In T 695/18 analysierte die Kammer zunächst den Wortlaut von R. 139 EPÜ und befand, dass, obgleich der Wortlaut des ersten Satzes den Eindruck erwecken könnte, dass R. 139 EPÜ nahezu unbeschränkt anwendbar ist ("beim Europäischen Patentamt eingereichten Unterlagen"), die Formulierung des zweiten Satzes ("jedoch", "der Antrag") die Bestimmungen beider Sätze verknüpft, wobei der zweite Satz ein Sonderfall der Grundregel des ersten darstellt und ein Kriterium der Offensichtlichkeit für Teile der Patentanmeldung bzw. des Patents, und nicht eines beliebigen Dokuments, einführt, was ernstere Konsequenzen für die betroffenen Interessen nach sich zieht.

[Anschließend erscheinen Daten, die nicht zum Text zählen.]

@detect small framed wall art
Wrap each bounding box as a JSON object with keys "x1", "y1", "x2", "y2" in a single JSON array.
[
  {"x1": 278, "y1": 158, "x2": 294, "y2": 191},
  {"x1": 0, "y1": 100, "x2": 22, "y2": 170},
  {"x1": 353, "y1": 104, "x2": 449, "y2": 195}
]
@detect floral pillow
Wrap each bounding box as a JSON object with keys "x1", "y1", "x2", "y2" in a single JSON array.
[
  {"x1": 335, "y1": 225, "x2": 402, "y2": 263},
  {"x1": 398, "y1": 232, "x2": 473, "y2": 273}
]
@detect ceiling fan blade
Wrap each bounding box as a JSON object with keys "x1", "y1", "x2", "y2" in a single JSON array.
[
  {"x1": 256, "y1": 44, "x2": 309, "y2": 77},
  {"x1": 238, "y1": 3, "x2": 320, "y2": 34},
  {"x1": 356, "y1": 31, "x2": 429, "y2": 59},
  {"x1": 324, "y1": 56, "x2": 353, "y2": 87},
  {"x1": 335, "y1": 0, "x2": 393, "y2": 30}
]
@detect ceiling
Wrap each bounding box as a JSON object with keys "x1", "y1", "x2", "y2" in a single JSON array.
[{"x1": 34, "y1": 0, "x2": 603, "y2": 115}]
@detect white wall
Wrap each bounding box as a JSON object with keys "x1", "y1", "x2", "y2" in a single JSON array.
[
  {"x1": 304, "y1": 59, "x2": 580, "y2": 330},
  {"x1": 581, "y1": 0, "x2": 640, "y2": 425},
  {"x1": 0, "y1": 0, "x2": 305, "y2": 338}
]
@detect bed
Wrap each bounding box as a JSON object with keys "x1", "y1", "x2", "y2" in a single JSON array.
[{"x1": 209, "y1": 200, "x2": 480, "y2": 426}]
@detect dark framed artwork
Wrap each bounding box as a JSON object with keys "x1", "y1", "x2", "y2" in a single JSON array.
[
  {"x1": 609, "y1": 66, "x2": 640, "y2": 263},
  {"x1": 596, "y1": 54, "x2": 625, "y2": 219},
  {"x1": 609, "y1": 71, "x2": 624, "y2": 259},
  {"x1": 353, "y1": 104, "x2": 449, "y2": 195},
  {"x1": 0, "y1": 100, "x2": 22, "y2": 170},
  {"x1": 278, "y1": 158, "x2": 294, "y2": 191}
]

Die Kammer stellte fest, dass die wörtliche Betrachtung allein noch kein eindeutiges Bild vom Umfang von R. 139 EPÜ liefert. Einerseits war die Sprache des ersten Satzes offengehalten. Andererseits wiesen seine Verknüpfung zum Inhalt der Patentanmeldung bzw. des Patents im zweiten Satz sowie der Mangel weiterer Bedingungen jeweils auf gewisse Beschränkungen hin. Die wörtliche Auslegung der Bestimmung brachte die Kammer daher nicht zu einem klaren Schluss. Die Kammer führte ihre Analyse mit einer systematischen Auslegung fort.